The ceremony took place in the East Room -- the same location where the President first announced Kavanaugh's nomination 13 weeks ago. Every sitting member of the Supreme Court was present at the ceremony.
Kavanaugh was confirmed by the Senate on Saturday, earning 50 "yes" votes -- the fewest for any Supreme Court justice in the modern era. The process was marred accusations of sexual assault and misconduct dredged up weeks before senators cast their votes. He denied all the allegations.
In his speech at the ceremony, Kavanaugh said the emotional Senate confirmation process "tested" him, "but it did not change me. My approach to judging remains the same."
Kavanaugh emphasized he will be an "independent" and "impartial" justice on the nation's highest court. "The Supreme Court is an institution of law -- it is not a partisan or political institution. The justices do not sit on opposite sides of an aisle."
"The Senate confirmation process was contentious and emotional," Kavanaugh said. "That process is over. My focus now is to be the best justice I can be."
"I take this office with gratitude and no bitterness. On the Supreme Court I will seek to be a force for stability and unity."
Kavanaugh also noted the first group of clerks he's hired as a justice are all women, a first in the history of the Supreme Court.
Earlier Monday, Trump claimed the accusations against Kavanaugh were a "hoax set up by the Democrats." He also blamed "evil" people for putting Kavanaugh in a "disgraceful situation" during his confirmation process. The President had at one point previously been conciliatory toward Christine Blasey Ford, who testified before Congress alleging that Kavanaugh sexually assaulted her. Trump, at the time of the testimony, called Ford a "good witness" and said he respected her position very much.

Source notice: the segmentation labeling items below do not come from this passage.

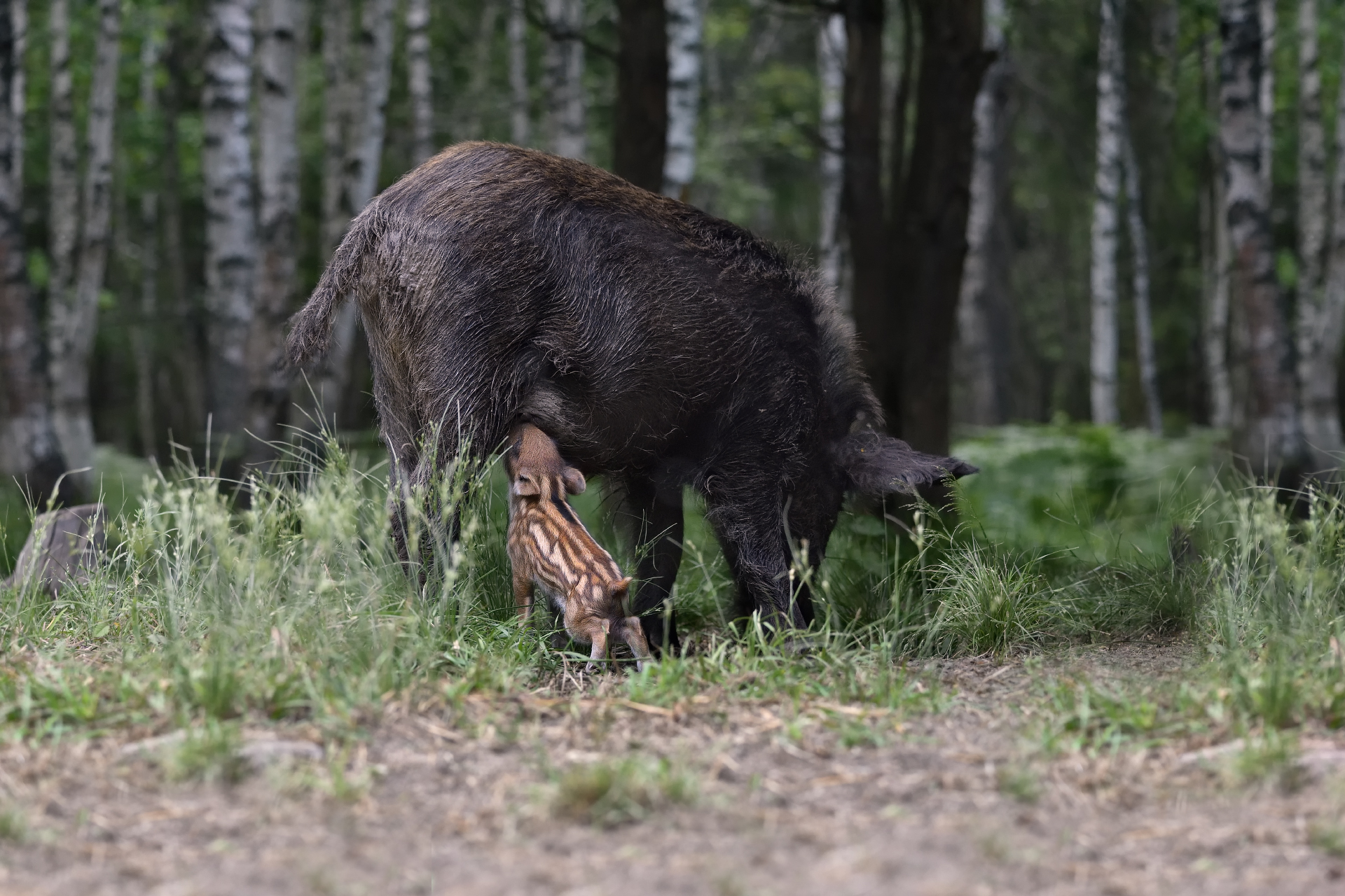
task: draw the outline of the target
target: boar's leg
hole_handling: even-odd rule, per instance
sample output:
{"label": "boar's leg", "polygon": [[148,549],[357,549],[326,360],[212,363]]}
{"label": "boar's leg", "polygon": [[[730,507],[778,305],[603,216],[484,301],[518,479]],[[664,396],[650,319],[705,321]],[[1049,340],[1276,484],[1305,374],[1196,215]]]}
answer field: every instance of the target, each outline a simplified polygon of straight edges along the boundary
{"label": "boar's leg", "polygon": [[635,574],[631,613],[640,617],[644,637],[655,653],[664,647],[678,653],[682,645],[677,637],[677,614],[663,613],[663,606],[672,595],[682,566],[682,489],[659,489],[650,480],[632,478],[625,490],[628,509],[639,520],[635,547],[640,566]]}

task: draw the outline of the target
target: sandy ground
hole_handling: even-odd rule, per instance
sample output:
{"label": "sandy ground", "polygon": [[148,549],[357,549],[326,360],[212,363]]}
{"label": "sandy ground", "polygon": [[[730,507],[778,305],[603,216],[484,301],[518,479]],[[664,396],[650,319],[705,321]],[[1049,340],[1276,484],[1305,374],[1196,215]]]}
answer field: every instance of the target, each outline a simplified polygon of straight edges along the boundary
{"label": "sandy ground", "polygon": [[[1069,662],[1180,674],[1182,652],[1132,645]],[[1345,806],[1345,740],[1303,736],[1293,794],[1231,783],[1192,744],[1045,759],[1009,709],[1028,686],[1021,666],[943,674],[951,708],[905,719],[716,695],[677,711],[601,695],[393,703],[348,754],[277,762],[231,786],[171,783],[153,750],[113,737],[13,747],[0,793],[27,834],[0,845],[0,892],[1345,891],[1345,861],[1310,845]],[[881,743],[845,747],[857,724]],[[316,739],[305,725],[246,735]],[[560,771],[628,755],[668,758],[699,797],[616,827],[557,815]],[[344,770],[343,795],[331,767]]]}

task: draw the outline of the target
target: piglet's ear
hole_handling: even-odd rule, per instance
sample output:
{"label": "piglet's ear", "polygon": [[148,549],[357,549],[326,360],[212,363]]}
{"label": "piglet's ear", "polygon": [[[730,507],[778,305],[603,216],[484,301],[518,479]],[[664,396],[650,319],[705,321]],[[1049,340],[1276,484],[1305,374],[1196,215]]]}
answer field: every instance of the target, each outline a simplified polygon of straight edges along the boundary
{"label": "piglet's ear", "polygon": [[588,482],[584,481],[584,474],[573,466],[568,466],[564,472],[561,472],[561,481],[565,482],[565,490],[570,494],[584,494],[584,489],[588,488]]}
{"label": "piglet's ear", "polygon": [[833,455],[850,478],[850,486],[866,494],[912,494],[916,486],[976,473],[976,467],[966,461],[923,454],[901,439],[874,430],[845,437],[835,443]]}

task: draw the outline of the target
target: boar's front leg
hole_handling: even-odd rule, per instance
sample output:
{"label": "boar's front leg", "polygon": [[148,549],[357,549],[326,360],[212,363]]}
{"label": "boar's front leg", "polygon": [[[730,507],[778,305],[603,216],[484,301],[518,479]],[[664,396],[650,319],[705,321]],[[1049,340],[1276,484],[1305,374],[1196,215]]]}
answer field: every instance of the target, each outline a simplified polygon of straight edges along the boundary
{"label": "boar's front leg", "polygon": [[[682,489],[659,489],[646,478],[627,482],[629,512],[638,514],[635,537],[640,557],[631,613],[640,617],[644,637],[655,652],[682,649],[677,615],[663,613],[682,566]],[[659,610],[659,613],[654,613]]]}

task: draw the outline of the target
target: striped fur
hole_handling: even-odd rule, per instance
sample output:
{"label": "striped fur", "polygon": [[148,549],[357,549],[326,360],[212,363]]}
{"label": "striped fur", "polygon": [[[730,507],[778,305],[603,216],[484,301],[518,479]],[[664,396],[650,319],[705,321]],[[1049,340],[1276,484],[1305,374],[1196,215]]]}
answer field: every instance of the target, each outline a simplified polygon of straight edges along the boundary
{"label": "striped fur", "polygon": [[588,669],[605,661],[611,638],[625,643],[643,668],[650,657],[638,617],[625,615],[631,579],[593,540],[566,494],[584,490],[584,476],[561,459],[555,442],[531,423],[514,427],[504,454],[508,472],[508,559],[514,604],[525,621],[534,587],[565,619],[565,630],[592,645]]}

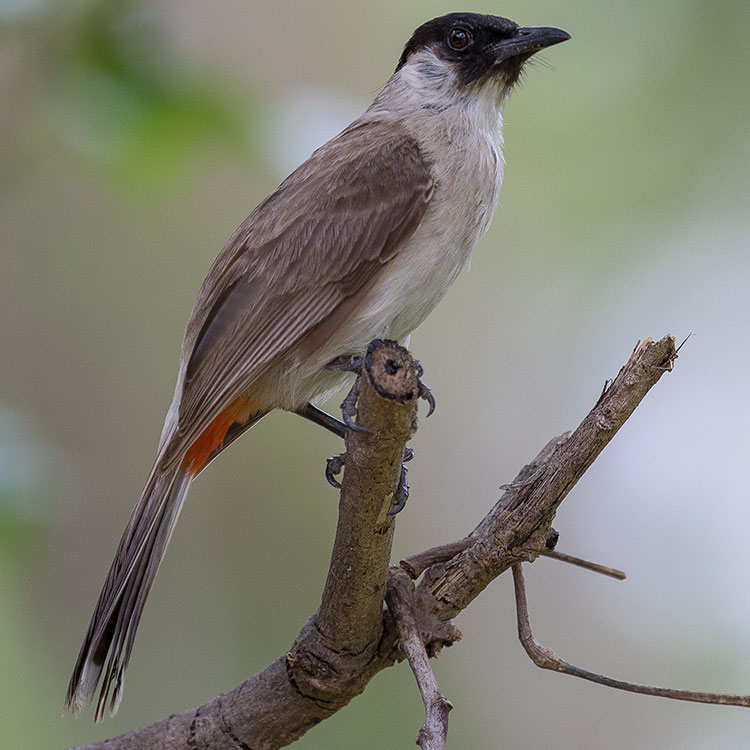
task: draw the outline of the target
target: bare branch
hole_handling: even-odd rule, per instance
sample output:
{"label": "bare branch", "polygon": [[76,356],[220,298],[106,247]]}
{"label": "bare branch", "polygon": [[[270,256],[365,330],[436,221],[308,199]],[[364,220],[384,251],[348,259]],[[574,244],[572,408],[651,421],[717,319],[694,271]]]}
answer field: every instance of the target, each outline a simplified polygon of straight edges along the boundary
{"label": "bare branch", "polygon": [[672,336],[639,343],[575,432],[550,441],[506,485],[471,533],[473,544],[425,572],[417,588],[420,606],[442,620],[455,617],[513,564],[534,560],[548,549],[558,506],[649,389],[672,369],[676,356]]}
{"label": "bare branch", "polygon": [[[409,602],[428,657],[435,657],[443,646],[461,637],[452,618],[494,578],[554,548],[557,532],[551,524],[558,506],[648,390],[672,368],[675,357],[671,336],[639,344],[576,431],[551,440],[503,488],[499,501],[468,537],[403,561],[403,569],[412,578],[423,574],[413,594],[410,590]],[[385,358],[386,364],[397,361]],[[411,382],[410,358],[409,363],[404,367]],[[89,750],[209,746],[236,750],[243,744],[254,750],[283,747],[346,705],[377,672],[401,660],[400,638],[404,648],[406,643],[412,644],[409,648],[413,646],[417,661],[422,659],[413,626],[402,633],[403,617],[381,609],[393,533],[392,517],[386,513],[399,479],[403,448],[415,426],[417,386],[411,395],[407,392],[412,386],[404,391],[403,401],[381,398],[384,394],[370,387],[369,377],[363,378],[358,402],[358,419],[368,432],[353,432],[347,438],[339,527],[323,602],[289,653],[227,695],[151,727],[89,746]],[[358,524],[364,524],[364,530],[356,528]],[[403,574],[399,576],[406,581]],[[394,608],[401,611],[395,604]],[[551,654],[533,639],[527,638],[526,644],[537,647],[542,662]],[[433,700],[439,696],[437,685],[424,677],[424,671],[420,675],[420,690],[428,696],[425,727],[431,729],[430,738],[426,733],[420,737],[427,742],[444,737],[441,722],[449,704],[443,703],[442,696]],[[710,695],[669,692],[693,696],[687,700]],[[742,696],[725,698],[724,702],[733,703],[737,700],[732,699],[747,700]]]}
{"label": "bare branch", "polygon": [[623,571],[621,570],[617,570],[617,568],[608,568],[606,565],[593,563],[590,560],[583,560],[580,557],[566,555],[564,552],[558,552],[556,549],[547,549],[540,554],[542,555],[542,557],[550,557],[553,560],[559,560],[560,562],[566,562],[570,565],[576,565],[579,568],[585,568],[586,570],[591,570],[594,573],[601,573],[603,576],[616,578],[618,581],[624,581],[627,578],[625,573],[623,573]]}
{"label": "bare branch", "polygon": [[453,705],[438,688],[414,613],[414,584],[401,568],[390,570],[386,602],[398,628],[399,646],[406,653],[424,702],[426,716],[417,744],[422,750],[445,750],[448,713]]}
{"label": "bare branch", "polygon": [[534,640],[529,623],[529,609],[526,600],[526,586],[524,585],[521,563],[513,566],[513,587],[516,593],[516,614],[518,617],[518,638],[521,641],[531,661],[541,669],[551,669],[553,672],[562,672],[573,677],[596,682],[599,685],[626,690],[630,693],[642,695],[655,695],[660,698],[672,698],[680,701],[692,701],[694,703],[714,703],[724,706],[750,707],[750,695],[728,695],[726,693],[703,693],[693,690],[675,690],[672,688],[652,687],[651,685],[639,685],[634,682],[624,682],[606,677],[596,672],[589,672],[573,664],[563,661],[555,653],[542,646]]}

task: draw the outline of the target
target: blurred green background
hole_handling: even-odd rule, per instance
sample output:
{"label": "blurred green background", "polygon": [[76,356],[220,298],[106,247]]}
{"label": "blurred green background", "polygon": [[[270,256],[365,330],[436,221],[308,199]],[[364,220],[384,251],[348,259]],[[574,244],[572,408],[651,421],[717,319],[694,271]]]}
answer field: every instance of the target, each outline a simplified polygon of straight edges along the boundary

Kavanaugh was administered the official Constitutional Oath and Judicial Oath by Chief Justice John Roberts and retired Justice Anthony Kennedy shortly after being confirmed by the Senate.
The latest justice to join the bench, Neil Gorsuch, spoke last year during his swearing-in at the White House Rose Garden. Justice Samuel Alito spoke at his swearing-in as well. However, Justices Sonia Sotomayor and Elena Kagan did not offer remarks during their respective swearing-in ceremonies, opting, instead, to speak at receptions with then-President Barack Obama regarding their appointments.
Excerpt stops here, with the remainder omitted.